Date: Thu 07 Feb 2002 - 03:21:53 GMT
On Wednesday, 6 February 2002 at 13:30, Jacques Gelinas wrote:
> You have a clean state. No open directory. You current
> directory point to /vservers/v1
> You do chroot ("/vservers/v1");
> At this point, all is clean.
> Then root inside the vserver v1 do this
> int fd = open ("/",O_RDONLY);
> Now fd point to /vservers/v1 effectivly
> chroot ("/tmp");
> Now we are in a chroot inside a chroot. Note that on the kernel
> side, the current process has its root in /vservers/v1/tmp, but
> there is no such a thing as nested chroot. I mean, all the kernel
> knows from now on is that this process has /vservers/v1/tmp
> as its root and it can't tell the difference between a process
> like this one and another process having done
> chroot ("/vservers/v1/tmp")
> right from the root server.
> Now, the process simply do
> fchdir (fd)
> Its current directory is now /vservers/v1. So even if the chroot
> system call had force the current directory to /tmp (/vservers/v1/tmp)

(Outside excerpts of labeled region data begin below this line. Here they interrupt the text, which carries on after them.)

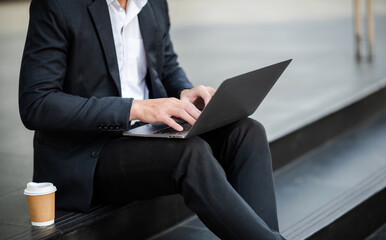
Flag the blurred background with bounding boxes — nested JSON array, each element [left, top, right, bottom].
[[0, 0, 386, 239]]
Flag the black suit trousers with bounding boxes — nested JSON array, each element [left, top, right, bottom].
[[94, 118, 283, 239]]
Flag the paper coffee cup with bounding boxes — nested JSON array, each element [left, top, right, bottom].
[[24, 182, 56, 227]]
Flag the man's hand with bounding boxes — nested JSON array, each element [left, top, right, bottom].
[[180, 85, 216, 109], [130, 86, 216, 131], [130, 98, 201, 131]]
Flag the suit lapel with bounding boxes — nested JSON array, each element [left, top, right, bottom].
[[88, 0, 122, 96], [138, 2, 167, 98]]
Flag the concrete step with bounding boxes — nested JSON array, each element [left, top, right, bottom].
[[151, 106, 386, 240]]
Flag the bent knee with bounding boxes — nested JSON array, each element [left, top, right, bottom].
[[237, 118, 265, 136]]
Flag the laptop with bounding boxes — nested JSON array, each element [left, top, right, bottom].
[[123, 59, 292, 139]]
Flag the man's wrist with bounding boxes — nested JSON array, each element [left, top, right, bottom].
[[129, 100, 139, 121]]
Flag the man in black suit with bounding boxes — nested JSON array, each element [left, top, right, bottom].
[[19, 0, 282, 239]]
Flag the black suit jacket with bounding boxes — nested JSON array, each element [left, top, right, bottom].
[[19, 0, 192, 210]]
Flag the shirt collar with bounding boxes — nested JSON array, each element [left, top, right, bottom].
[[106, 0, 147, 9]]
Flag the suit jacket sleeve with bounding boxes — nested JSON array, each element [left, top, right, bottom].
[[19, 0, 132, 131], [162, 1, 193, 98]]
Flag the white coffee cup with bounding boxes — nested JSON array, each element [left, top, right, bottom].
[[24, 182, 56, 227]]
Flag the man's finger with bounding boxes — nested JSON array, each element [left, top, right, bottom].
[[200, 88, 212, 106], [206, 87, 216, 96], [163, 117, 184, 132], [185, 103, 201, 119]]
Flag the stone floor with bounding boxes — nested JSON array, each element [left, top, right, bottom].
[[149, 108, 386, 240], [0, 0, 386, 238]]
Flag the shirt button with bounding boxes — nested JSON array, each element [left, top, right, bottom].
[[91, 151, 99, 158]]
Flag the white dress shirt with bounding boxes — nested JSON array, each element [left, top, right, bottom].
[[106, 0, 149, 100]]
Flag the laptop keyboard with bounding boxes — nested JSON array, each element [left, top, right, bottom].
[[154, 122, 192, 135]]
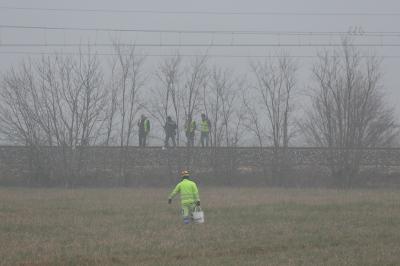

> now, the process current directory is behind the process root. From
> now on, the process can perform file operation behind its root.
> But it is locked into using relative addressing. Whenever it does
Yep, I understand now. That sucks. What's the point of chroot then if it's so easy to break out (
provided you have CAP_SYS_CHROOT of course ).
I have to admit I was somewhat reluctant to apply vfs_permission change to the 2.2.20ctx patch
because I was fearing that it may break some progs and I didn't understand the issue fully.
Now that I do, I'll have to add the fix asap.